This time around, the signature spectacular pre-credits chase sequence atop a moving train ends with Bond in the crosshairs of a fellow agent played by Naomie Harris. (Despite the euphemism-heavy workplace seduction that develops with Bond, her character's throwback-punch-line name isn't revealed until the final scenes.) She shoots and misses; the bad guy she aimed to kill escapes carrying a digital drive holding the names of dozens of undercover NATO agents, while Bond falls off a bridge and goes missing. Back in London, M works on Bond's obituary while the spy himself takes advantage of his presumed death to cash in some R&R on a tropical island, catching up on his drinking and anonymous-woman-fucking. Then MI6 headquarters is bombed, a simultaneous cyber attack reveals that the stolen drive has fallen into the worst hands possible, and Bond reports for duty, toting a piece of shrapnel/evidence in his pec that gives MI6 a head start on smoking out the enemy.

Bopping from Shanghai to Macao, Bond gets up to the usual daring escapes and zipless nightcaps, but the peak of the movie is his tête-à-tête confrontation with Silva (Javier Bardem), a former disciple of M turned killer hacker who, we learn, went rogue after bad shit went down during the Hong Kong handover. A catty dandy whose own evil owes to grievous PTSD, Silva taunts Bond about the "unresolved childhood trauma" that turned him into 007 material. In Skyfall, even the Bond villain is obsessively determinist.

The greatest gift director Sam Mendes — working with cinematographer Roger Deakins — brings to the material is staging and imagery that artfully amplify the film's ideas about the world in which all of this is happening. And there are ideas, despite the fetishism and improbability native to the franchise. Bond's world is undeniably modeled after a real one engaged in debates about transparency and obfuscation in which established institutions find themselves crippled (and, perhaps worse, rendered foolish) by stateless entities who show their power through violent interruptions of both the physical and virtual worlds. A bureaucrat played by Ralph Fiennes, trying to drag MI6 kicking and screaming into the age of Anonymous, contends that the agency "can't keep working in the shadows — there are no shadows." It's a POV contested by the film's most visually stunning action scene, a relatively simple duel in a darkened Shanghai skyscraper, with Bond and the bad guy silhouetted against the neon lights and building-enveloping video billboards outside.

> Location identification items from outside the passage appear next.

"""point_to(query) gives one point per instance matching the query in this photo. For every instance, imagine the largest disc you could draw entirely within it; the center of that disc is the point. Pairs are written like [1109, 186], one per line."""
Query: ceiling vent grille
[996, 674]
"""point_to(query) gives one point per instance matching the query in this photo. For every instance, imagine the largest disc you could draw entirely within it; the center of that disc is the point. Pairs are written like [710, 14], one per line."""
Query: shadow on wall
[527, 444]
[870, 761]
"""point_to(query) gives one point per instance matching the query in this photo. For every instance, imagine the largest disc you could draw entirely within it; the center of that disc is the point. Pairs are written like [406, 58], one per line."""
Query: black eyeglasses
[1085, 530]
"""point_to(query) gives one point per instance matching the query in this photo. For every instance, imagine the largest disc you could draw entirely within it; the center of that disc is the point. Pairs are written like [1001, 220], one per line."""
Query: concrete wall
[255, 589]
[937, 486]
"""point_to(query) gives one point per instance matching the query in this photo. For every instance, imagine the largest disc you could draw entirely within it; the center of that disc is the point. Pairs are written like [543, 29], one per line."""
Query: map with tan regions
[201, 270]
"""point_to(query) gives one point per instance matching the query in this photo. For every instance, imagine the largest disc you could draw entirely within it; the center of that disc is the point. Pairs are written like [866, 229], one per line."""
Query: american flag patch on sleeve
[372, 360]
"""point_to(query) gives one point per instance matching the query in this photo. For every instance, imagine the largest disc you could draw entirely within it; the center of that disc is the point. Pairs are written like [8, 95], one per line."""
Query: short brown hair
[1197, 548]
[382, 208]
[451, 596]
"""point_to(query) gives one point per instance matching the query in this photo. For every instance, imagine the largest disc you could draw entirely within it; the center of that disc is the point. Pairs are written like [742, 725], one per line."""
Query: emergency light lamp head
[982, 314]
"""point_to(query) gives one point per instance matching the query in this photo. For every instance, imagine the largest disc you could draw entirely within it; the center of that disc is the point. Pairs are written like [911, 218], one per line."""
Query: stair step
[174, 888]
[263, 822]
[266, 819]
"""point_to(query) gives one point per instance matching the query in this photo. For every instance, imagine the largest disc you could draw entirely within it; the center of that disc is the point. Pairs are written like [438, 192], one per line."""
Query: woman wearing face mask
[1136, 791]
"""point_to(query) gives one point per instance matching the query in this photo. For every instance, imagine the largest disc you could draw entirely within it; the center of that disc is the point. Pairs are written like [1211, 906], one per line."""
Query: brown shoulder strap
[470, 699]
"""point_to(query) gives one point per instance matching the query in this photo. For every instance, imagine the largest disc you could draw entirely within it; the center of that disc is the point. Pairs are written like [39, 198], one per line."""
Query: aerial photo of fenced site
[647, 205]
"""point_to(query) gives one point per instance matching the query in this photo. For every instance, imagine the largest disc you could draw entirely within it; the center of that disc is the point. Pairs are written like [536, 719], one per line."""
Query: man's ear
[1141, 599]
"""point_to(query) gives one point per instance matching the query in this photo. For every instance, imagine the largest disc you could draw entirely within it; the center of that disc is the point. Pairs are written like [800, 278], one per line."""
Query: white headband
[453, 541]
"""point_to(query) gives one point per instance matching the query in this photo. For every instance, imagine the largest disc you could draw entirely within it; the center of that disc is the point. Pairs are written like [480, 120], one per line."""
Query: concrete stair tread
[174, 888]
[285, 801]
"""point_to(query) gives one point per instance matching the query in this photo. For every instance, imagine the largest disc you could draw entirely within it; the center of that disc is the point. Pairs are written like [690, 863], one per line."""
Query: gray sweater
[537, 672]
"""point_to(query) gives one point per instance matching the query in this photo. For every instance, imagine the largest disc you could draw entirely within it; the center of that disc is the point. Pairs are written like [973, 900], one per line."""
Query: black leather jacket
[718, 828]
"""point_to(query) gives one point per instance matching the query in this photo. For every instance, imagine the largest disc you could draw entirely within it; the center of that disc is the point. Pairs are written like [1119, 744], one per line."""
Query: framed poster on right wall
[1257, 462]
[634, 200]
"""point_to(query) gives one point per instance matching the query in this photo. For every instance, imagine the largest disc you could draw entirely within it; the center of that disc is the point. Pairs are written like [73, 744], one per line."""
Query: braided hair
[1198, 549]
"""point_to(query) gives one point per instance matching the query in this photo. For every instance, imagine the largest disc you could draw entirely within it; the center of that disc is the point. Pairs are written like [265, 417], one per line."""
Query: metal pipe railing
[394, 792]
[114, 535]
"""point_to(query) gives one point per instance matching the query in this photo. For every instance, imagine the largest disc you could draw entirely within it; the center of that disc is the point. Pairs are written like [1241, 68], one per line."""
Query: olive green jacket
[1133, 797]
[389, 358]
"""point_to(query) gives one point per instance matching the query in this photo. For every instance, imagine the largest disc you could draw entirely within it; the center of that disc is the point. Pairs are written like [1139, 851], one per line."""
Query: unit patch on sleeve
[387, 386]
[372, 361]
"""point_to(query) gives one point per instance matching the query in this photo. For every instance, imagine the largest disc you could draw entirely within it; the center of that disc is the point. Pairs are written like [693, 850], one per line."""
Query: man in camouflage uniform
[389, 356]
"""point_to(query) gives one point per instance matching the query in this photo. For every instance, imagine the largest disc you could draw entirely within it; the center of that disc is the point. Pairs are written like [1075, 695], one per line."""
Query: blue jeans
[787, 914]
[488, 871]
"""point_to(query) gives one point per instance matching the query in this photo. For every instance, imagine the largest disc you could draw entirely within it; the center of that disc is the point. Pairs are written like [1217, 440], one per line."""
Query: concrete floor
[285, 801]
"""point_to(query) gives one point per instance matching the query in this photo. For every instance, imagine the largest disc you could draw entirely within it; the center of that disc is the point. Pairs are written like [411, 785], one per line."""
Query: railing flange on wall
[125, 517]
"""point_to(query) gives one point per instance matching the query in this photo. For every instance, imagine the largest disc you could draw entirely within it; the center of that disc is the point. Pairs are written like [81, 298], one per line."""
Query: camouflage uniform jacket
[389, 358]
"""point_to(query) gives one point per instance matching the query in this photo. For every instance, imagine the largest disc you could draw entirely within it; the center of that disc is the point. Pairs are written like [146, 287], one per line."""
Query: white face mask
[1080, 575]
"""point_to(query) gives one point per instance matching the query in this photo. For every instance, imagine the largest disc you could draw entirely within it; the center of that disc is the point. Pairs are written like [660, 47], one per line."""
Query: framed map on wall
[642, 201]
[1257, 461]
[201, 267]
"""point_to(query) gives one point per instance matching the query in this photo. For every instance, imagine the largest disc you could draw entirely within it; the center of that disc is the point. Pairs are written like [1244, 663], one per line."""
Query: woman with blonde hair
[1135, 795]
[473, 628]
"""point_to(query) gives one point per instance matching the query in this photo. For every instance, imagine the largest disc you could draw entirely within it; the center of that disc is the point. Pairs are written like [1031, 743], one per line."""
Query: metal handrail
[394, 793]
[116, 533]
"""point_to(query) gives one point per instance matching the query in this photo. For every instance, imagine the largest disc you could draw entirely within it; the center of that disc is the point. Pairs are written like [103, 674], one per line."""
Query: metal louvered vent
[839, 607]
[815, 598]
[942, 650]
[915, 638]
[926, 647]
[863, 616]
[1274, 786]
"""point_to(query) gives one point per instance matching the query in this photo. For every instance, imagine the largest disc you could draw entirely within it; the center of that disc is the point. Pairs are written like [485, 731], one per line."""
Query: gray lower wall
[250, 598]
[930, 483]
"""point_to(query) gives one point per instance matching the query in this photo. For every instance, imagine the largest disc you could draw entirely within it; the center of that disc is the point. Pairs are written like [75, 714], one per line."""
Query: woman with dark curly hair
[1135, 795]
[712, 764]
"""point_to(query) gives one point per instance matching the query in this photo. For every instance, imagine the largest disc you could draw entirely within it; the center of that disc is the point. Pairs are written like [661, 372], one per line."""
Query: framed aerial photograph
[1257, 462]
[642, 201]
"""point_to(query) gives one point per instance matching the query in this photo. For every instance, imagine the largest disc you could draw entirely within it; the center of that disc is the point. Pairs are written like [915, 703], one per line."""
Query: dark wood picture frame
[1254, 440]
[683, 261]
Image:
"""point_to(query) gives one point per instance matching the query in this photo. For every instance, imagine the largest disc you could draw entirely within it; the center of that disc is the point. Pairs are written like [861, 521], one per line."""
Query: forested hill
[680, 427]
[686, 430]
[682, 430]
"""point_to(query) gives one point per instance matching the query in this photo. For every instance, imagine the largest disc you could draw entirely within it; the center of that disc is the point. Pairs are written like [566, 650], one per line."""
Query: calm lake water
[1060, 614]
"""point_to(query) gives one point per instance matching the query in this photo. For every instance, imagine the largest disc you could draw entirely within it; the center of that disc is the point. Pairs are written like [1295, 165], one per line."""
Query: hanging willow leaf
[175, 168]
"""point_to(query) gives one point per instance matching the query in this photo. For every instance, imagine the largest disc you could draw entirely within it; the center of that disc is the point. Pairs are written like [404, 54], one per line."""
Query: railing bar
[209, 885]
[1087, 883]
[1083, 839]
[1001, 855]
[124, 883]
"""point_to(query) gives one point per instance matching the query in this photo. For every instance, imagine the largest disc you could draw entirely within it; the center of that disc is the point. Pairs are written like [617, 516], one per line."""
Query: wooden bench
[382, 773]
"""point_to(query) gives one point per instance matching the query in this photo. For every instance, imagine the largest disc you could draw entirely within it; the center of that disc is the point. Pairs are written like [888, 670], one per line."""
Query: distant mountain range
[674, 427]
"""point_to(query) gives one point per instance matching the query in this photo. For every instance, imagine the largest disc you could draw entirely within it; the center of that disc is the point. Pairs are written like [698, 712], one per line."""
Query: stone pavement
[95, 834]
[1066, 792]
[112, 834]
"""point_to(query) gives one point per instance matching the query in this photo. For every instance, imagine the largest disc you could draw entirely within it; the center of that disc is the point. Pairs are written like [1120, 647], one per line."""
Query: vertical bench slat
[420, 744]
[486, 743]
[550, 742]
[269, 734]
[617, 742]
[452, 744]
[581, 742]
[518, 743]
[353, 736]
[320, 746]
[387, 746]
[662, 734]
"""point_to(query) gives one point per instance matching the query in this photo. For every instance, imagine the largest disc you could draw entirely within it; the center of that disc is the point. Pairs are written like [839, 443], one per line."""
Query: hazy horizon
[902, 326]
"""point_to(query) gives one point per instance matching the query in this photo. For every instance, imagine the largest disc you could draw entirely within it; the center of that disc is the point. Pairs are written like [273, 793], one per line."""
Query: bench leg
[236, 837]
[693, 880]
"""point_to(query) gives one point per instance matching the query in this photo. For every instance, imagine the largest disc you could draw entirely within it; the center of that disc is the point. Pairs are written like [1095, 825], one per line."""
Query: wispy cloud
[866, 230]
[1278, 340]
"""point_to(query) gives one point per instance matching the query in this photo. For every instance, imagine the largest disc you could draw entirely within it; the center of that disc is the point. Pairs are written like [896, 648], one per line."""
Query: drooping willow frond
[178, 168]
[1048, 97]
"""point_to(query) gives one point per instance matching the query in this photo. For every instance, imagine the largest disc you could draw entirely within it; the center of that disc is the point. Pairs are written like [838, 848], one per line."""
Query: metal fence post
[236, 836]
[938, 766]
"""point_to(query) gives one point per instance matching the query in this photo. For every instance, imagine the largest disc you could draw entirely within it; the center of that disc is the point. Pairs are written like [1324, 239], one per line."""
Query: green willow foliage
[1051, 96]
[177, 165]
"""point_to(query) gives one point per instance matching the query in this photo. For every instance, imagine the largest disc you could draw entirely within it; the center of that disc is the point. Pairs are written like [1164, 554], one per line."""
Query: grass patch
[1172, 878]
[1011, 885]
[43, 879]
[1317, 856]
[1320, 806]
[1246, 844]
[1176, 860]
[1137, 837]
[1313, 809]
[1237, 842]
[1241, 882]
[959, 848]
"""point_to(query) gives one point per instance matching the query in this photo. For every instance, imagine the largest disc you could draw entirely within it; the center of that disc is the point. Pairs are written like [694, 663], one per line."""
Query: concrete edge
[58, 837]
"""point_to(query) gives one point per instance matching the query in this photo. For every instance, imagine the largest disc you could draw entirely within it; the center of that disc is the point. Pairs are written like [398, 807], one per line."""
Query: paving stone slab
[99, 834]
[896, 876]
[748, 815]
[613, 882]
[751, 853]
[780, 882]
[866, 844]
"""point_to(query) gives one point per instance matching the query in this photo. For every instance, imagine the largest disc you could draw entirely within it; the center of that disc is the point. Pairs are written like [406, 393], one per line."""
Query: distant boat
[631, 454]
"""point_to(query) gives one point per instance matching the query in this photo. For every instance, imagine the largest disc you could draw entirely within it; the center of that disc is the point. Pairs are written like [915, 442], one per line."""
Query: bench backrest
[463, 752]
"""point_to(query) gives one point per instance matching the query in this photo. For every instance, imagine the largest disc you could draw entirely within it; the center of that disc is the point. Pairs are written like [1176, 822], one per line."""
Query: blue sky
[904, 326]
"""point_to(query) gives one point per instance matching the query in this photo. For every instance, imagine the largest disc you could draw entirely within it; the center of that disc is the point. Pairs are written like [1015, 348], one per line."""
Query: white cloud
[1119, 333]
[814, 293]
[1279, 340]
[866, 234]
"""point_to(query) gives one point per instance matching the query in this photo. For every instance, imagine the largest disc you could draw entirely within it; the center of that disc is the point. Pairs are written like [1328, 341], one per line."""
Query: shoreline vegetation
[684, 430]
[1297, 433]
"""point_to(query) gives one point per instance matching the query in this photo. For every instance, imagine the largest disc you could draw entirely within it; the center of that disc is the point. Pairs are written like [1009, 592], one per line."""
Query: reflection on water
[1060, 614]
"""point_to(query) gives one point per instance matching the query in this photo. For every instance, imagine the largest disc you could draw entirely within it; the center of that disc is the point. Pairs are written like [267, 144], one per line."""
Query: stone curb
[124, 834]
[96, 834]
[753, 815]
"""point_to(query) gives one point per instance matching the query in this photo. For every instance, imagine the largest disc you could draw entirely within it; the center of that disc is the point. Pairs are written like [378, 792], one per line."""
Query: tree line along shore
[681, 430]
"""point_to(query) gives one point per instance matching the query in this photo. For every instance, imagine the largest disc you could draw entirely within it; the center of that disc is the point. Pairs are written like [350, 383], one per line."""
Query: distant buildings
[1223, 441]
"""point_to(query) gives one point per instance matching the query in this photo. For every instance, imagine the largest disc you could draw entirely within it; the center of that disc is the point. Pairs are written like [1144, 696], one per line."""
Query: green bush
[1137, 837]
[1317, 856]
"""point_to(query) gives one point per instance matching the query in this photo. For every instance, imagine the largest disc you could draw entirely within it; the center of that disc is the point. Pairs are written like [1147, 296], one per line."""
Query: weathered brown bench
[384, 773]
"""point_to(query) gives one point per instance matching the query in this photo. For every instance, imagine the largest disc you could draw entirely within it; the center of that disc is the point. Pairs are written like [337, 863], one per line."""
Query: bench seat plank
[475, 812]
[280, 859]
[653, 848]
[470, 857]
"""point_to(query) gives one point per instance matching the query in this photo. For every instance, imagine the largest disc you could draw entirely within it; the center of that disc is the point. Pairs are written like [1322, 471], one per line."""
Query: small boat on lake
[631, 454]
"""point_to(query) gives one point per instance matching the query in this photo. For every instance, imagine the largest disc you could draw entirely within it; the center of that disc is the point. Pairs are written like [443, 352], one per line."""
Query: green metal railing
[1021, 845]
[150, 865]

The shadows might have changed shape, location, and method of generation, but the conflicts seem to be as binary as they've ever been.

Skyfall's most pressing project is to prove that Bond, a thoroughly 20th-century invention, can function in the new media landscape, onscreen and off. From the undisguised camp of the Silva/Bond confrontation to the nods to past 007 films and rhetoric endorsing "the old methods," the freshest thing about Skyfall is its embrace of its own old-fashioned values. It's a movie in which the villain's secret weapon is a server farm, in which the high-tech gizmos proffered by the new, hipster Q (Ben Whishaw) are quickly discarded for old-school tools. In the body of 43-year-old, visibly graying Craig, Bond's advancing age is played as both an obstacle to surmount and a virtue. Between the action sequences, the pleasure lies in observing impeccably dressed Brits exchanging barbed witticisms — making it, basically, Downton Abbey with cyber crime and shower sex.

But as much as it's open about its paranoia of the new, Skyfall's fatal misstep is its slavish hewing to event-movie trends. Like this summer's Spider-Man, Batman, and Avengers movies, Skyfall seems to exist primarily to set up the events of subsequent films. At nearly two and a half hours long, it's the September issue of Bond movies, bloated with story to fill out the spaces between product placements, with much of that story being lardy psychological exposition — even the enigmatic title turns out to be key to Bond's formative sadness. Skyfall pays lip service to embracing 007's unique tradition while actively attempting to reposition Bond as a kind of cousin to caped crusaders: another loner, orphaned man-child who kills the few to protect the many, all because he misses his mommy.